I've tried many times to spill my heart, talk to my Mom and tell her how I feel and how she does more for her sons than me and she says that she doesn't understand what I am talking about. It's amazing.
I am so sick and tired of being treated this way. I am bless to have my my own family (my husband and my kids), because if I didn't have them and God I would be crying everyday.
THIS IS WHY WE MUST TAKE CARE OF OURSELVES FIRST. ME AND MY HUSBAND GO OUT ON A DATE EVERY FRIDAY JUST TO GET OUT OF THE HOUSE AND BE TO OURSELVES AND IT HELPS.
Carol
What I have done with '7 day medicine pillboxes' is: place them one on top of the other to see how they sit best.
Put a double-sided piece of sticky tape between them to make them one.
Label one 'evening and the other 'morning. (also good to see through them-translucent)
This way you can see and control the meds. The supplies should be locked up in a lockbox or something.
Also print meds for each person, name, dosage, DR., and date. This makes it easy to print up and review should a new DR. want to review history or behavior with medications that may change over time.

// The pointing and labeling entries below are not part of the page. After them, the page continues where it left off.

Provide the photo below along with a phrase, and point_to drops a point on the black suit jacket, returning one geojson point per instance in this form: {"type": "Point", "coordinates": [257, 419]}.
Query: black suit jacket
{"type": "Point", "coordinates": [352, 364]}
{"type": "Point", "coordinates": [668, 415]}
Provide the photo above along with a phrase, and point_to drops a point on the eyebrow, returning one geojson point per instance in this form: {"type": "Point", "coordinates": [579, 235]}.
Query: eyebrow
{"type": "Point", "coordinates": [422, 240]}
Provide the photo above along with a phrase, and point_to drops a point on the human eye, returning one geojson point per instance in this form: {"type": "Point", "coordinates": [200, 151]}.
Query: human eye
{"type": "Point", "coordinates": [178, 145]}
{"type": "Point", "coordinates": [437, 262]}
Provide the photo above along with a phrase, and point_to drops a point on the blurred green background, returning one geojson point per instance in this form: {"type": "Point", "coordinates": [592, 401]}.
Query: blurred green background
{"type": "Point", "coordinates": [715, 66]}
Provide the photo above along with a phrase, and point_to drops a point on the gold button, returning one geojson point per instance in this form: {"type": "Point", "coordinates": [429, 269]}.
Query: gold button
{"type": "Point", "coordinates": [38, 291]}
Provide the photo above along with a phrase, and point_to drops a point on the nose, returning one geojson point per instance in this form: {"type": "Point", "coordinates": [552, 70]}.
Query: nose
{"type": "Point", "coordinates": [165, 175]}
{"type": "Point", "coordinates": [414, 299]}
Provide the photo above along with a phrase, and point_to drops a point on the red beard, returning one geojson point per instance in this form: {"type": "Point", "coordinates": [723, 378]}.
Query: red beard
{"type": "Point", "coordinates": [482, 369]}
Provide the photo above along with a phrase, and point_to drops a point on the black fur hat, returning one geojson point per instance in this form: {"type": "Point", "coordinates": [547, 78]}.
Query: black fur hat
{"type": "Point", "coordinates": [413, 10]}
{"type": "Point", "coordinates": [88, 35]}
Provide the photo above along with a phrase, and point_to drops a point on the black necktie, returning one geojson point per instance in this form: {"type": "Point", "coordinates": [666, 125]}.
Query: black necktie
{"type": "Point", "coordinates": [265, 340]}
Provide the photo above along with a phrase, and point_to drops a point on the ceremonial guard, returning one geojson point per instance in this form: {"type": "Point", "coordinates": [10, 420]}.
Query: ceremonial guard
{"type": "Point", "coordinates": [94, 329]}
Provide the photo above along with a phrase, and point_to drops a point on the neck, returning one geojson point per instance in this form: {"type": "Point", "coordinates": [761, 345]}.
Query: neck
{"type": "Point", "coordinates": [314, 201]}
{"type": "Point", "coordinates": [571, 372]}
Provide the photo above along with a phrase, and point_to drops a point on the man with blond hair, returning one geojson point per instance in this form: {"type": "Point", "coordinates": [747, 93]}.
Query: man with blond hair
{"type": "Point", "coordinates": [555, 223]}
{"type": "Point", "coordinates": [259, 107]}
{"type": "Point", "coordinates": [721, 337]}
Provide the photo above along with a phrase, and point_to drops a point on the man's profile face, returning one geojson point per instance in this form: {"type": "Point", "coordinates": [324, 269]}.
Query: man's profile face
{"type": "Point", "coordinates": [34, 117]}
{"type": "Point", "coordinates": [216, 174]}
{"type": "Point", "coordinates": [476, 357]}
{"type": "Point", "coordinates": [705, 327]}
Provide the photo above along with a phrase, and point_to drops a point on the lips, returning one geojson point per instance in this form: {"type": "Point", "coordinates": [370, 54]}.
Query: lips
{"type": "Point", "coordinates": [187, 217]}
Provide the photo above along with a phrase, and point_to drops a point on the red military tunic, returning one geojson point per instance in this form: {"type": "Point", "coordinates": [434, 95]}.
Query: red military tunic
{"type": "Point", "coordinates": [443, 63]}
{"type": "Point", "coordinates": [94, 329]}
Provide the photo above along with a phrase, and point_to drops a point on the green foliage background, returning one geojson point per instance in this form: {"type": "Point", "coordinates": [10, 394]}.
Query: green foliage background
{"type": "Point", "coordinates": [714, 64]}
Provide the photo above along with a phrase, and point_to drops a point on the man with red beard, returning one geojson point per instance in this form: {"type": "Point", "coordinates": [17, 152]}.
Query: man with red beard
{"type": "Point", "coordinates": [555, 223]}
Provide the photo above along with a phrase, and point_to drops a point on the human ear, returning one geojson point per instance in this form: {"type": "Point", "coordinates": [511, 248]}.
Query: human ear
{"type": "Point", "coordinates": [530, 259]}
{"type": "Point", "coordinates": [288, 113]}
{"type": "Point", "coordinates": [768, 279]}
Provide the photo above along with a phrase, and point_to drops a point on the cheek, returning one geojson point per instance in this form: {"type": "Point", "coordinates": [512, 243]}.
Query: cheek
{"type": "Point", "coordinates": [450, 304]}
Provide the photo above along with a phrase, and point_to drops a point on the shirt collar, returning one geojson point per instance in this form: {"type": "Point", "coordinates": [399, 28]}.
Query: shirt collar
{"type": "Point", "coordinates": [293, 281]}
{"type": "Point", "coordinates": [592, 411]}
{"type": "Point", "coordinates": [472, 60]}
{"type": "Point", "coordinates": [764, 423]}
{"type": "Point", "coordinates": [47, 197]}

Meg, I got a pee mat ('The Stabilizer Underpad) from the hospital that should last 10 years or so. It has a nylon plastic bottom and a absorbing top. Once I install a plastic cover/w/zipper and wrap it tight around the mattress and secure it with packing tape, then I put this mat on it, then make the bed as usual. When they pee, just put the whole shebang in the washing machine and remake the bed with new sheets and pad. The plastic wrap stays on the mattress and lasts about 2 yrs. When they take Hi blood pressure meds it makes them pee a whole lot more. When my mom would wipe out a bed every 4 hours or so for several years, I was frustrated to say the least. I created this system and it works. Pee all you can! 5 minutes and you'll have clean, dry, sheets. Of course you will need several sets ready to go. Jerome
You know what is sad? My brother will never feel guilt when mom is gone because he has no idea that how he is behaving is wrong!!!!!!!! Those of us who care are the ones who would feel just awful is we abandoned our parents. Dad died 4 years ago this August. He was 92, and my sister in law was a great help. But neither she nor my brother helped my mom. She was always my responsibility. My sister in law would take my dad to his dr. appointments, but not my mom. I lived 36 miles away, was working, and still drove to their house, did the shopping, cooking and took mom where she needed to go. Not sure why they thought she was my sole responsibility, but now that I have her, they take a no ee no think about attitude. But you are right, I sleep at night knowing that my husband and I are doing the right thing. Thanks for your kind words.
Linda
I am new to this question, but have so much to say! Don't ever give up your life for any reason. Set boundaries. If you don't set boundaries, no one will respect you and give you the courtesy that you deserve. You become a doormat! I set boundaries the moment that mom moved in to our home. I have caregivers who come about 4 to 6 hours a day four days a week. I also have a Saturday night lady so that we can go out. Mom pays for it. She also has a nurse 3 hours a week who does vitals and meds. My home, my rules. She pays room and board. We are not going into debt so that see can save money to give to my ungrateful bother. He does nothing, gets nothing. I may sound harsh, but I love my mom, but won't let her ruin my life and my marriage. So far after 3 1/2 years it is still working. We have our bumps in the road, but mostly it works. I keep my fingers crosssed everyday that she stays healthy and does not need additional care. Thank God she seems to be doing OK. With the Parkinson's, incontinence, and other problems, we still seem to be doing OK. Bless you all.